A Queens Co-op Board's Expert Juggling Act

Little Neck

June 7, 2016 — Board shows it’s possible to meet the needs of young and old residents.

As board president of Deepdale Gardens co-op in Little Neck, Queens, Shaun Carr knows he can’t please all of the people all of the time. Deepdale, after all, spans 60 acres and consists of 69 two-story buildings, containing 1,396 apartments that are more than 3,000 residents. Which presents the board with a significant challenge: juggling the sometimes competing needs of Deepdale’s youngest and oldest residents.

Incorporated in the early 1950s, it is one of the many co-ops built in Queens under Section 213, a federal government program instituted to provide affordable housing for World War II veterans. As those residents have aged over the decades, Deepdale has evolved into a Naturally Occurring Retirement Community (NORC), with more than 50 percent of owners aged 60 and over.

“We’ve been identified as a NORC since the 1990s, but at the same time we have a mix of people coming in,” says Carr. “There are singles, couples with children or who plan to have them, along with grown children of the original shareholders who have inherited their units. There’s been a lot of ebb and flow in our population, which makes it a real juggling act trying to meet the needs of all of our residents.”

It’s a juggling act many older condos and co-ops will be forced to emulate as more baby boomers opt out of assisted-living communities in favor of staying in their familiar apartments, where they live in close quarters with younger neighbors instead of fellow seniors. And those boards might do well to take a page from Deepdale’s playbook; Carr grew up there, as did his parents, which gives him a unique perspective on the co-op’s diverse demographics – children, young couples, the middle-aged, and the elderly. Sometimes, their needs conflict.

When the co-op set out to install a children’s water park last year, for instance, the board met with resistance from older residents. “We had recently renovated all nine of the existing playgrounds here, but I wanted to go further,” Carr explains. “As much as we want to serve our seniors, we have to do the same for young families to reinvigorate the community and attract new buyers.”

After he introduced the idea to board officers, they did research and solicited bids. Once they got the go-ahead from the full 13-member board for the $90,000 project, residents were informed through the co-op’s newsletter and a flyer, and invited to voice their opinions during the opening session of the monthly shareholder meeting. (The second part of each meeting is for the board only, when it tackles financial and legal matters, projects in the planning stage, and lawsuits filed by residents, which are relatively rare.)

Parents with young kids loved the park plan; older shareholders, not so much. “They felt it would be disruptive and noisy, and were worried about children running out into the nearby parking lots,” Carr recalls.

The board made changes to accommodate those concerns, including strict, daytime-only hours, planting more shrubs and hedges so the park would be less visible, and adding benches on each side of the entrance where adults could keep a watchful eye on the kids.
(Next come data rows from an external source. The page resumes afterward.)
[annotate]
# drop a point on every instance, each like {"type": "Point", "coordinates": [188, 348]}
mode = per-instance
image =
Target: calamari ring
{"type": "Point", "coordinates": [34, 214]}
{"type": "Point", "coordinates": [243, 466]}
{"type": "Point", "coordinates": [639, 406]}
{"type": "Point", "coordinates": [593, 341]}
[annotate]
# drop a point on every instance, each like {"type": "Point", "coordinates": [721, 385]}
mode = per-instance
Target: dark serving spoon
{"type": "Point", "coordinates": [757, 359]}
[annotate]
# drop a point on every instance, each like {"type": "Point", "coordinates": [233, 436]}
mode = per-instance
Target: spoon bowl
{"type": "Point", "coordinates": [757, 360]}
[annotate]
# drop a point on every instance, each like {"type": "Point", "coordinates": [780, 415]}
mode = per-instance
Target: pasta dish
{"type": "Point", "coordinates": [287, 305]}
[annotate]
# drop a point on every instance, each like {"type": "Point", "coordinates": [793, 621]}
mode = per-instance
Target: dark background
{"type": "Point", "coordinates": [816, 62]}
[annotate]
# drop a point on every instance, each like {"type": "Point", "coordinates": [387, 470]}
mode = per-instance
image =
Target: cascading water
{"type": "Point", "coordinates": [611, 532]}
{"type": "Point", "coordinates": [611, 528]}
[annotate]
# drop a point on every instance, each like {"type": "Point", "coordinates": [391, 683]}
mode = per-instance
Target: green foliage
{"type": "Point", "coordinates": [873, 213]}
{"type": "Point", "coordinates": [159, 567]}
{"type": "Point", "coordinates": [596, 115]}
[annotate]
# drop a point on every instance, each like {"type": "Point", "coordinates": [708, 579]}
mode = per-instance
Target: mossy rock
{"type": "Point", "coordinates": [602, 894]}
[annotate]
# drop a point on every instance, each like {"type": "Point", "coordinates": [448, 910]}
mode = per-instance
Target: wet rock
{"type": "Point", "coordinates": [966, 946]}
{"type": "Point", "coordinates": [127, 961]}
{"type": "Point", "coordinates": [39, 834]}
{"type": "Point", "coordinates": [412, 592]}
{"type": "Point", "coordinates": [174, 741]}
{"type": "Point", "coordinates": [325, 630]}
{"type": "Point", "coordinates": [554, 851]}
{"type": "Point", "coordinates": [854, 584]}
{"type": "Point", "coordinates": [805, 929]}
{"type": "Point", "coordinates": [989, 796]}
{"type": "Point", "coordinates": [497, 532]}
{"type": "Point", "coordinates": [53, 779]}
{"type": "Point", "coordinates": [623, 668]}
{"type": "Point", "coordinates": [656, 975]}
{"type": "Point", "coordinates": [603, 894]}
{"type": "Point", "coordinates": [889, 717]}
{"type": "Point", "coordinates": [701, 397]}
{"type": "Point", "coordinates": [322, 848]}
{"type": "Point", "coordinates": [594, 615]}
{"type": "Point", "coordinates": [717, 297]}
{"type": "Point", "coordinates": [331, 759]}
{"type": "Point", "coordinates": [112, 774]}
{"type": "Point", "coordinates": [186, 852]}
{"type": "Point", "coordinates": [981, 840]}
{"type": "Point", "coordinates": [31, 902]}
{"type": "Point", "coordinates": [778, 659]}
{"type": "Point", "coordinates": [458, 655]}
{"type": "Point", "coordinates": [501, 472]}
Centrally located on the Deepdale property, the 1,000-square-foot park has seven features, ranging from a small, bubbling fountain for toddlers to a splashier sprinkler tree for tweens. “It opened last June, and judging by attendance it was a huge success,” says Carr. “People would come up to me and say, ‘This is an excellent investment.’”

That’s what happens when a board knows how to juggle residents’ needs.